One of these methods is adding a small blot of ink beneath a diamond that is slightly yellow. The light reflects of the blue dot and mixes with the yellow light of the diamond, leading to a color that is more white that before.
Often making it appear several shades lighter and quite a bit more expensive. When this is not disclosed this is clearly fraudulent.
Another great example is mystic topaz, it is coated with a metallic vapor creating a beautiful iridescent topaz. This type of topaz is not found in nature and is entirely artificial.Gemstones that are at times coated include: topaz and quartz.
Often used on gemstones that have surface fractures or small holes in them. Usually they are filled with colorless glass or a plastic. The advantages are that it improves the appearance and feel of a gemstone. A disadvantage is that this is a permanent change and over time the color of the filling may change, showing discolored areas on a gemstone.
The filling almost always is made of a material that is not as durable as the material of the host and may be damaged more easily. A filled gemstone is worth far less than a natural gemstone. When a colored filling is used this is considered dyeing and the price decreases even further.For more information on this treatment take a look at the following article: Mahaleo ruby
In effect the same as the filling mentioned above, only in this case it is filled with a liquid substance. Though temporary it is more accepted than filling with glass. Virtually all emeralds are oiled and prices for these are almost the same as for non-oiled emeralds. Unless a colored oil is used, this is considered dyeing and the price should be far lower.
Essentially diffusion is heat treatment except first different elements are added to the gemstone. These elements diffuse into the surface of the gemstone under high temperatures. Titanium and chromium are two elements that are often used in this process. For example when you add titanium and iron powder to a sapphire and heat them to the near melting point of sapphire the surface layer of the sapphire becomes a darker blue.
The advantage of diffusion is that you can buy a gemstone with a deep color for a fraction of the cost of a gemstone with the same natural color. The problem is that this color is only present in a tiny surface layer. Normally if the gemstone is scratched or chipped you could simply get it polished or recut.
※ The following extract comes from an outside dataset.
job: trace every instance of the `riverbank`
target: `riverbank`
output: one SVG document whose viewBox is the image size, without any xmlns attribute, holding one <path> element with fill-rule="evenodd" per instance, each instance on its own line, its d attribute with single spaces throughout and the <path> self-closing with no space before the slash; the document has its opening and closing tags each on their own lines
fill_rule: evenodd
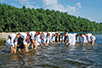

With a diffused gemstone this is not possible because it would show areas without the colored surface layer.
This makes a diffused gemstone particularly useful for jewelry that you only wear on special occasions. Definitely not something you’d want to put in an engagement ring worn every day.
Newer diffusion methods (bulk or lattice diffusion) using lighter elements make it possible to extent the new color further into the gemstone. Which makes it harder to detect, but also more resistant to wear and tear.
Bleaching is a treatment that is permanent and not detectable. It is mostly used for organic gemstones to lighten their color. Particularly pearls are often bleached either through chemicals or simply by exposing it to sunlight. This is the easiest way to get a large number of pearls in an even color which is what the market demands. Gemstone that are commonly bleached are: pearls, ivory, coral‘and jadeite.
Gemstone treatments and enhancements are becoming more and more common, leading to an increase in availability (and a decrease in price) of previously rare gemstones. The disclosure however of such practices unfortunately is lacking at times.
To avoid paying the price for a natural gemstone when you are in fact getting a glass-filled, diffused gemstone worth a fraction, you should only buy from dealers that can be trusted to give full disclosure. Especially because some treatments are almost impossible to detect even with specialized equipment, let alone the naked eye.
For expensive gemstones I advise always getting a grading report from a renowned gemological institute such as the GIA, AGS and AIGS. A report is fairly expensive, but can save you from making a very costly mistake.